As I cull the news to find good topics for ethics discussions, the single thought that goes through my mind most frequently is this: “What is the matter with people?” This is often followed by “How do people get this way?” and later, “What can we do with them?”
Most ethical decisions are not brain teasers. They are strikingly obvious, unless you are determined to do wrong, an evil super-villain, or were raised in a barn. How people of influence without a serious head injury can make the horrible decisions they do is one of the mysteries of the age, along with the fate of Judge Crater, the elusiveness of Bigfoot, and the continuing popularity of Jimmy Kimmel.
Imagine, for example, that you run a bank. The Three Stooges wannabes who you sent to repossess a home get the address wrong (the lawn hadn’t been mowed, so they “just assume”), and they trash the wrong house. They remove possessions, losing some, auctioning off others, damaging the rest. The innocent owner of the home comes to you and points out that your contractors screwed up outrageously, a fact that is beyond rebuttal.

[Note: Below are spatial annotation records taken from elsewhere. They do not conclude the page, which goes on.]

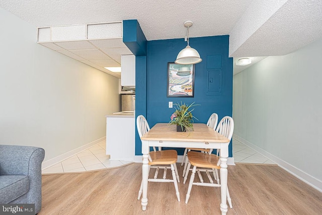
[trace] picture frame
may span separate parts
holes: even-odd
[[[168,63],[167,97],[194,97],[195,65]]]

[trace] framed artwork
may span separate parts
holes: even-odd
[[[195,65],[168,63],[168,97],[193,97]]]

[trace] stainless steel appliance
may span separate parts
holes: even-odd
[[[135,95],[121,95],[122,99],[122,111],[134,111],[135,110]]]

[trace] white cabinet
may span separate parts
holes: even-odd
[[[133,55],[121,56],[121,85],[135,86],[135,56]]]
[[[135,131],[133,114],[107,116],[106,154],[110,155],[110,160],[134,160]]]

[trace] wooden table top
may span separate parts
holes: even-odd
[[[192,129],[186,132],[177,132],[175,125],[157,123],[141,137],[143,140],[208,142],[228,143],[228,138],[203,123],[194,123]]]

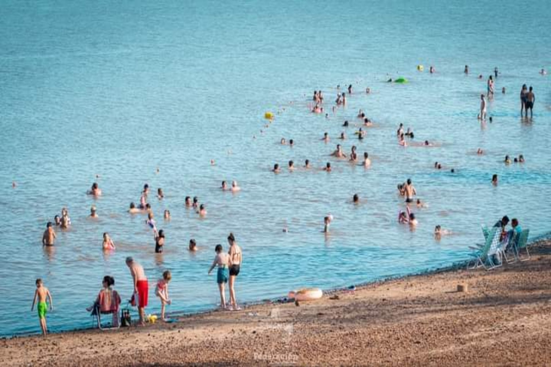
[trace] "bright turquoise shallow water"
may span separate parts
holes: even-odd
[[[254,301],[464,260],[467,246],[480,240],[480,224],[504,213],[534,235],[549,231],[551,79],[538,74],[551,67],[546,2],[528,9],[513,1],[314,5],[2,2],[0,335],[39,331],[29,312],[38,277],[54,297],[51,330],[89,326],[84,309],[104,275],[113,275],[123,298],[129,295],[128,255],[152,282],[172,270],[169,309],[212,308],[218,292],[207,270],[214,245],[226,247],[230,231],[244,251],[239,298]],[[418,64],[434,65],[437,73],[418,73]],[[489,105],[494,122],[483,129],[478,96],[495,66],[503,74]],[[410,83],[387,84],[387,73]],[[476,78],[480,73],[483,81]],[[536,94],[531,124],[519,116],[525,83]],[[347,108],[327,119],[309,113],[315,89],[329,102],[337,84],[349,83],[357,94]],[[360,92],[368,86],[372,94]],[[343,145],[347,152],[357,145],[360,156],[368,151],[368,170],[328,157],[343,121],[355,122],[360,108],[377,125],[362,142]],[[264,112],[278,110],[261,134]],[[413,128],[417,140],[442,146],[401,149],[395,136],[400,122]],[[327,145],[320,141],[324,132],[333,138]],[[278,145],[282,137],[296,146]],[[487,154],[473,154],[478,147]],[[505,166],[506,154],[522,154],[527,161]],[[331,161],[334,171],[269,172],[275,162],[302,165],[306,158],[316,167]],[[435,161],[457,173],[435,171]],[[489,184],[494,173],[497,188]],[[94,201],[85,192],[96,174],[104,196]],[[430,205],[416,211],[414,232],[396,222],[403,207],[396,186],[408,177]],[[242,191],[221,192],[223,179],[236,179]],[[145,182],[166,195],[162,202],[150,199],[166,233],[162,255],[154,254],[144,218],[126,212]],[[353,206],[355,193],[366,201]],[[186,195],[206,203],[207,218],[185,209]],[[96,222],[86,217],[92,204]],[[72,228],[58,231],[54,251],[45,251],[45,223],[64,206]],[[165,209],[169,223],[162,220]],[[326,238],[320,231],[329,212],[333,233]],[[457,234],[435,242],[436,224]],[[100,250],[104,232],[117,245],[112,254]],[[190,238],[201,248],[196,254],[187,250]],[[150,295],[148,311],[158,311]]]

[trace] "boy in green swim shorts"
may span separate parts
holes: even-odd
[[[42,280],[39,278],[36,280],[36,290],[35,291],[35,297],[33,299],[33,305],[31,311],[34,308],[37,299],[36,310],[38,311],[38,318],[40,320],[40,327],[42,328],[42,333],[45,336],[48,333],[48,329],[46,326],[46,313],[48,310],[48,304],[46,298],[50,299],[50,310],[53,310],[53,304],[52,303],[52,295],[50,294],[48,288],[44,287]]]

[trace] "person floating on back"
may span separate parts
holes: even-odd
[[[48,304],[46,298],[50,300],[50,310],[53,310],[53,303],[52,301],[52,295],[48,288],[44,287],[42,280],[39,278],[36,280],[36,290],[35,291],[34,298],[33,299],[33,305],[31,311],[34,308],[36,303],[36,310],[38,311],[38,318],[40,321],[40,327],[42,328],[42,333],[45,336],[48,333],[48,328],[46,325],[46,313],[48,310]]]

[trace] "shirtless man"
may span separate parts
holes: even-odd
[[[480,114],[479,118],[481,121],[486,120],[486,99],[483,94],[480,95]]]
[[[46,225],[46,231],[44,231],[44,234],[42,235],[42,245],[53,246],[55,242],[56,232],[53,231],[53,228],[52,227],[52,222],[48,222],[48,224]]]
[[[528,109],[530,109],[530,118],[532,118],[532,109],[534,107],[534,102],[536,101],[536,96],[534,95],[534,92],[532,91],[533,88],[530,86],[530,89],[528,94],[526,94],[526,103],[525,106],[524,111],[526,114],[526,117],[528,118]]]
[[[367,152],[364,152],[364,167],[369,167],[371,165],[371,161],[369,159],[369,155]]]
[[[406,202],[413,202],[413,196],[417,195],[415,187],[412,184],[412,179],[408,178],[406,184],[404,185],[404,190],[406,191]]]
[[[236,193],[236,192],[237,192],[238,191],[240,191],[240,190],[241,190],[241,188],[239,187],[237,185],[237,181],[232,181],[231,182],[231,192],[232,193]]]
[[[337,150],[333,152],[331,155],[337,158],[346,158],[346,155],[343,152],[343,149],[341,146],[341,144],[337,144]]]
[[[149,293],[147,278],[145,277],[145,273],[142,265],[134,261],[132,258],[126,258],[126,266],[130,269],[130,274],[132,276],[132,280],[134,281],[134,297],[136,297],[137,293],[138,294],[137,305],[138,311],[139,313],[139,324],[143,326],[145,325],[145,308],[147,306],[147,297]]]

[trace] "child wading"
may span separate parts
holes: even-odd
[[[155,294],[161,299],[161,320],[166,321],[165,319],[165,306],[170,304],[172,301],[169,297],[169,282],[172,279],[172,275],[169,270],[165,270],[163,273],[163,278],[157,282],[157,286],[155,288]]]
[[[36,310],[38,311],[38,318],[40,321],[40,327],[42,328],[42,333],[46,335],[48,333],[48,328],[46,326],[46,313],[48,310],[48,304],[46,298],[50,299],[50,310],[53,310],[53,304],[52,303],[52,295],[50,294],[48,288],[44,287],[42,280],[39,278],[36,280],[36,290],[35,291],[35,297],[33,299],[33,305],[31,311],[34,308],[35,303],[37,300]]]

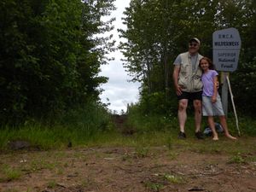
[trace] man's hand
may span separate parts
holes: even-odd
[[[212,96],[212,102],[214,103],[217,102],[216,96]]]
[[[177,94],[177,96],[180,96],[180,95],[182,95],[182,88],[181,88],[181,86],[179,86],[179,85],[177,85],[177,86],[175,86],[176,87],[176,94]]]

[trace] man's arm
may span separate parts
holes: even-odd
[[[176,94],[177,96],[180,96],[182,94],[182,89],[177,84],[179,71],[180,71],[180,65],[175,65],[172,78],[173,78],[174,87],[176,90]]]
[[[213,78],[213,96],[212,96],[212,102],[216,102],[217,101],[218,84],[218,76],[215,76]]]

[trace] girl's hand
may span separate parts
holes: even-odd
[[[212,96],[212,102],[214,103],[217,102],[216,96]]]

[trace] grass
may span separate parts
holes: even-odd
[[[3,174],[0,177],[1,182],[19,179],[22,175],[21,171],[20,169],[11,167],[9,165],[2,166],[1,169]]]

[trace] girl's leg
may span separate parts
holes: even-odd
[[[224,131],[224,133],[225,133],[225,136],[230,138],[230,139],[234,139],[236,140],[236,137],[231,136],[229,132],[229,130],[228,130],[228,125],[227,125],[227,121],[226,121],[226,118],[224,115],[222,115],[222,116],[219,116],[219,120],[220,120],[220,125],[222,125]]]
[[[215,140],[215,141],[218,140],[218,133],[217,133],[216,129],[215,129],[213,116],[208,116],[208,124],[209,124],[209,126],[210,126],[210,128],[212,131],[212,135],[213,135],[212,139]]]

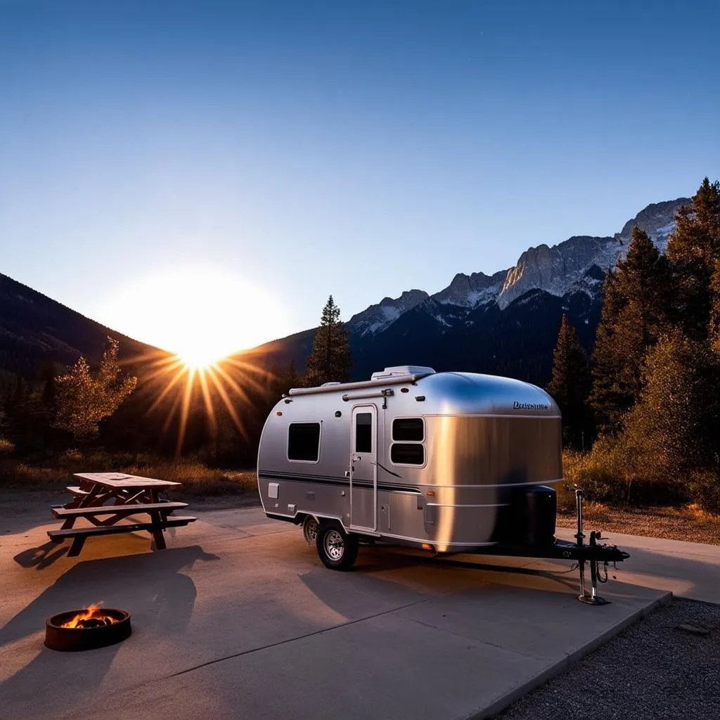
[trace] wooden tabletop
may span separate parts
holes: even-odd
[[[75,477],[81,477],[106,487],[174,487],[182,485],[171,480],[156,480],[152,477],[128,475],[124,472],[76,472]]]

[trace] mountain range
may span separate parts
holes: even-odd
[[[624,258],[632,229],[645,230],[664,251],[678,208],[689,198],[653,203],[611,237],[576,235],[525,251],[513,267],[492,275],[459,273],[430,294],[412,289],[384,297],[346,323],[354,379],[396,364],[429,365],[507,374],[544,384],[562,315],[591,350],[606,274]],[[271,365],[302,368],[314,330],[257,348]]]
[[[0,274],[0,372],[35,379],[43,364],[97,361],[108,336],[120,341],[121,359],[162,353]]]
[[[355,379],[400,364],[429,365],[506,374],[544,384],[563,314],[589,351],[595,340],[605,274],[624,257],[637,225],[662,251],[678,209],[690,199],[648,205],[612,237],[577,235],[523,252],[492,275],[459,273],[439,292],[411,289],[384,297],[346,323]],[[266,343],[253,361],[302,370],[315,329]],[[80,355],[99,357],[107,336],[126,359],[157,356],[138,343],[0,274],[0,372],[32,378],[48,361],[71,365]]]

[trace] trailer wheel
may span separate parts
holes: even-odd
[[[318,554],[325,567],[331,570],[347,570],[358,557],[358,541],[348,535],[339,523],[323,523],[315,541]]]
[[[312,515],[308,515],[303,521],[302,536],[308,545],[315,545],[318,541],[318,528],[319,527],[318,521]]]

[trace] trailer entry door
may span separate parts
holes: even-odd
[[[377,410],[374,405],[353,408],[350,448],[350,527],[374,531],[377,527]]]

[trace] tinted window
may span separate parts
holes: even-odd
[[[355,415],[355,451],[372,452],[372,413]]]
[[[424,426],[421,418],[398,418],[392,420],[393,440],[416,440],[421,442],[425,439]]]
[[[287,431],[289,460],[317,462],[320,453],[320,423],[291,423]]]
[[[422,465],[425,462],[425,446],[419,443],[393,443],[390,459],[401,465]]]

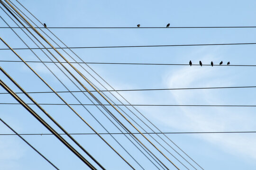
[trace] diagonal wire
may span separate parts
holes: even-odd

She presents you with a good faith estimate of the property that was lost—never mind the trauma of having her home emptied by strangers and the fact that she has had to live elsewhere for two weeks. What do you do?
If you are the president of the First National Bank in Wellston, here’s what you do, because you have a non-functioning ethics alarm and more than a few screws loose in other places besides: you reject her assessment, and try to low-ball her on the amount.
“What is the matter with people?”
“How do people get this way?”
The president, a man with the name that should live in infamy of Tony Thorne, if he were raised and educated with a properly functioning cerebrum and possessed of the decency Mother Nature gave a badger, would take the owner’s bill, double it, write her a check, fall on his knees to ask forgiveness, and promise not to sleep until the woman’s home was as inviting, well-furnished and stocked with necessities as it was when Moe, Larry and Curly struck. But no. Mr. Thorne was evidently was not so raised, and has no such qualities, at least in a sufficient quantity, so this Ethics Dunce that walks like a man is determined to affirm every negative stereotype regarding bankers since the heyday of melodrama. He will ruin the bank’s reputation, alienate the community, subject his employer to petitions, the barbs of comics and, one hopes, a massive lawsuit, and pretty much ensure that his next career path will involve posing for photos with children from inside a giant, air-cooled. brightly-colored furry costume.
Accountability? “What?” Compassion? Empathy? Fairness? “Excuse me, I’m not reading you.” The Golden Rule? “Huh?” Ethics? “Sorry, this bank doesn’t carry that.” Like the brain-numbing news accounts of teachers punishing young children for the shapes they bite into their pizzas, the First National Bank in Wellston has allowed itself to fall under the control of the awful, dangerous, life-sullying subspecies of human who can’t perceive the importance of doing the right thing, rather than what some lame, poorly drawn, badly planned and inapplicable policy or directive dictates.The question of how the Tony Thornes of the world get this way is important to explore so we may prevent future similar mutations, but now the only pertinent question is
“What can we do with them?”
The consequences of this miserable conduct must be swift and unequivocal for both organization and representative—-for the organization/employer, mass-communicated humiliation and financial retribution, for the representative, in this case the heartless, senseless, ethicsless president, shame, shunning, and penury, so well publicized that future bank presidents who find themselves in his position, even if they are similarly devoid of virtue and wit, will know enough not to follow in his doomed path, out of sheer terror is sharing Thorne’s fate.
Only then can we ensure a society fit for human beings.